To see an alternative to traditional hypothesis testing that does not use probability distributions and test statistics, learn about bootstrapping in statistics!

madan verma says

Hello Jim, I find this statement in this excellent write up contradicting :

1)This graph shows that t-values fall within these areas almost 6% of the time when the null hypothesis is true

I mean if this is true the t-value =0 hypothesis is rejected.

Thanks.

Jim Frost says

Hi Madan,

I can see how that statement sounds contradictory, but I can assure that it is quite accurate. It’s often forgotten but the underlying assumption for the calculations surrounding hypothesis testing, significance levels, and p-values is that the null hypothesis is true.

So, the probabilities shown in the graph that you refer to are based on the assumption that the null hypothesis is true. Further, t-values for this study design have a 6% chance of falling in those critical areas assuming the null is true (a false positive).

Significance levels are defined as the maximum acceptable probability of a false positive. Usually, we set that as 5%. In the example, there’s a large probability of a false positive (6%), so we fail to reject the null hypothesis. In other words, we fail to reject the null because false positives will happen too frequently–where the significance level defines the cutoff point for too frequently.

Keep in mind that when you have statistically significant results, you’re really saying that the results you obtained are improbable enough assuming that the null is true that you can reject the notion that the null is true. But, the math and probabilities are all based on the assumption that the null is true because you need to determine how unlikely your results are under the null hypothesis.
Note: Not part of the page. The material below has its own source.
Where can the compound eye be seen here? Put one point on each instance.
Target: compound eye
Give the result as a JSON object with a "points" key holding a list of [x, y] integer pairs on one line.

Even the p-value is defined in terms of assuming the null hypothesis is true. You can read about that in my post about interpreting p-values correctly.

I hope this clarifies things!

Glenn Dowell says

Jim …I was involved in in a free SAT/ACT tutoring program that I need to analyze for effectiveness .

I have pre test scores of a number of students and the post test scores after they were tutored (treatment ).

Glenn dowell

Jim Frost says

Hi Glenn,

It sounds like you need to perform a paired t-test assuming.